I should be so lucky:
Ways to stay up
By Martin Blanc
 
I used to be a believer. Jack Nicholson's twitchy character in "As Good As It Gets" had nothing on me. I had to switch the lights on and off three times before leaving any room, touch the banister at the bottom of the stairs on both sides on the way out of the house (if you know the layout, that's a bit of a detour if you come straight out of the kitchen...hang on, if you know the layout, who the hell are you?), lucky socks and unlucky music - and so on. But eventually (and I wondered sometimes if it would ever happen) I began to let go of the quotidian charms and amulets - I was still alive, so were all my immediate family, so the rituals were clearly good for something, but I'd started to doubt, to not do them and find myself still alive anyway, and doing surprisingly well at work, studies, girls...and finally the doubts took over, established themselves, and I was able to resume my place in adult society.

Until this season. For here we are, staring at a place in the record books - one of those snickering "Who has the lowest season total of points in Premiership history?" sort of places that we really don't need.
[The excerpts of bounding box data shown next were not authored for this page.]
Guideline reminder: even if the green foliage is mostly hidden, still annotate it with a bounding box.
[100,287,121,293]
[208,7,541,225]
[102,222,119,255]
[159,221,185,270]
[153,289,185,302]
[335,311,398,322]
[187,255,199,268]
The obvious methods of combatting that fate are proving fruitless. So we need to think about what else made us succeed in the past. Need I tell you? Superstitions. And I've got a little list:

1. However unpleasant to the pre-game announcer, or anyone else for that matter, we must play Eiffel 65's "Blue Da-Be-Dee" before every game. We stuffed Chelsea after its debut but dropped it from then on.

2. Robert Page must stop kicking a ball into the net at the Rookery End. When he misses, we play better. We don't necessarily win, but let's take this stuff a step at a time...

3. I have to park as near to the Tesco end of the road as possible (and that hasn't been very near for about three months now, except for the Newcastle game...)

4. We must all be sitting between two other Watford supporters.

5. The entire first team squad have to be fit. At the same time.

6. We must never, never, never admit that we're in the shit. At least not to ourselves. We can admit it to someone else, as a sort of pretend-jollity if we're trying to pull, or if we're on national TV, but otherwise, absolutely out of the question.

Okay, some of these may be impossible to achieve. Possibly all of them, in fact. Obsessive compulsives everywhere will understand that for a second, when we fail to observe our rituals, it feels like the end of the world is nigh. But then, at least 99% of the time, it isn't. Everyone should just try to do their bit. And with pride and commitment to our lunatic, or just tic, cause, we may triumph. If they don't come to take us away in the meantime.